Queridos ouvintes,
Como é bom ver exemplos de sucesso. Seja este pessoal ou profissional. Eu gosto muito de ver como as pessoas, sejam do meu convívio ou não, progridem e conseguem realizar seus sonhos.
Gosto mesmo. Fico feliz com o sucesso das pessoas.
Assim como fico “constrangida com exemplos de inveja”. Sentimento este que tanto mal faz as pessoas. Aliás, os estudiosos explicam que quem mais sofre não é o invejado, mas o que inveja.
Mas não é desses sentimentos menores que quero falar hoje. Pelo contrario.
Quero falar da maravilha que é ver como a região da Serra criou um espaço de desenvolvimento sustentado no trabalho árduo e na determinação dos imigrantes europeus- da Itália principalmente- que ali chegaram ,formaram família e criaram riqueza.
Estive visitando a região dos vinhedos na Serra.
Fiquei deslumbrada com a mudança empresarial dos produtores de vinho que empenhados em desenvolver a produção do vinho e o turismo local estão provocando mudanças importantes e profundas na forma de trabalhar.
Entenderam que precisavam ser competitivos e decidiram sê-lo. Porque o mercado do vinho e do turismo internacional avança.
E permanecem e crescem somente aqueles que definem metas e se qualificam para alcançá-las.
Visitei duas vinícolas: Dom Laurindo (cujo patriarca tem 80 anos e continua trabalhando) e ao lado a vinícola
Que também está associando a produção de vinho de qualidade à indústria do turismo.

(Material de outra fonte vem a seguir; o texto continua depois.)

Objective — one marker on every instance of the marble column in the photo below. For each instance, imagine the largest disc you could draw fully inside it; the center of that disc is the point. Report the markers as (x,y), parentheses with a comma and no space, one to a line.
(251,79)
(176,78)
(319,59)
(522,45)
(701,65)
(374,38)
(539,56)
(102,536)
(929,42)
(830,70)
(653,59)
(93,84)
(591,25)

O sistema de plantar os vinhedos foi modernizado para se adaptar até ao aquecimento solar que avança e compromete a produção.
As novas gerações se qualificam constantemente. Nas duas vinícolas que visitei, os donos ou sócios, são enólogos com experiência profissional no exterior de altíssimo nível.
Visitação orientada. Degustação de vinhos finos é pratica que conquista os turistas e com certeza aumenta a demanda.
Fiquei encantada com a organização e o planejamento estratégico dessas famílias de produtores que se prepararam para o mercado crescente e exigente do turismo rural.
Claro que o poder público está investindo com estradas impecáveis de acesso e infra-estrutura.
Mas a postura empresarial dos produtores faz com que nenhum detalhe fique de fora deste processo de conquista do turista.
Os vinhedos-padrão iniciam com plantações de roseiras.
Isso mesmo. É deslumbrante ver nesta primavera as centenas de roseiras de todas as cores plantadas no começo de cada vinhedo.
E eu fico imaginando quando teremos um processo assim na fronteira. Seja associado ao vinho ou a qualquer outra atividade que produza empregos e desenvolvimento sustentado.
Com certeza, enquanto nos penalizarem com a lei diluviana que não permite investimento de capitais internacionais até 150 quilômetros de nossa fronteira, ficaremos olhando o progresso dos outros.
E com certeza também, não é olhar de inveja, mas de admiração que motiva e desafia.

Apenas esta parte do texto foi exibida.